Investors in this artificial general intelligence investment see Silver’s proven track record with breakthrough AI systems like AlphaGo and AlphaStar at DeepMind. The AI startup funding market values potential to solve fundamental technical challenges, with nearly half of $469 billion in global venture capital last year going to AI companies, reflecting belief that whoever achieves AGI first captures extraordinary value.
What is the “Era of Experience” thesis that Ineffable Intelligence is based on?
The “Era of Experience” paper by Silver and Richard Sutton argues that AI systems trained solely on human-generated data are hitting performance walls. They predict that experience-based learning through direct environmental interaction will become the dominant improvement method, dwarfing the scale of human data used in today’s systems and enabling AI to discover novel solutions humans never conceived.

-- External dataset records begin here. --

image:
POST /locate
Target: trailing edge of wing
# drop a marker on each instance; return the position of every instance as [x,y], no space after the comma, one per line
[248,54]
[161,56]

How does this former DeepMind AI firm compare to other superintelligence startups?
Similar to Ilya Sutskever’s Safe Superintelligence (valued at $32 billion) and Yann LeCun’s AMI Labs (raising €500M), this DeepMind scientist new venture represents elite researchers leaving Big Tech to pursue alternative AGI approaches. However, Silver’s specific focus on pure reinforcement learning over hybrid approaches distinguishes Ineffable Intelligence from competitors.
What are the risks facing this superhuman intelligence startup?
Major challenges include defining reward signals for open-ended general intelligence tasks, resource competition against tech giants spending $527 billion on AI in 2026, and uncertain timelines for breakthrough achievements. Critics also question whether reinforcement learning alone can solve the full spectrum of general intelligence requirements beyond game-playing domains.
How large is the artificial general intelligence investment market?
The AGI market is projected to grow from $6.94 billion in 2025 to $9.30 billion in 2026 (33.9% CAGR), reaching $29.67 billion by 2030. The broader AI startup funding ecosystem saw nearly half of $469 billion in global venture capital flow to AI companies, with the AGI market specifically expected to exceed $116 billion by 2035 at a 36.25% compound annual growth rate.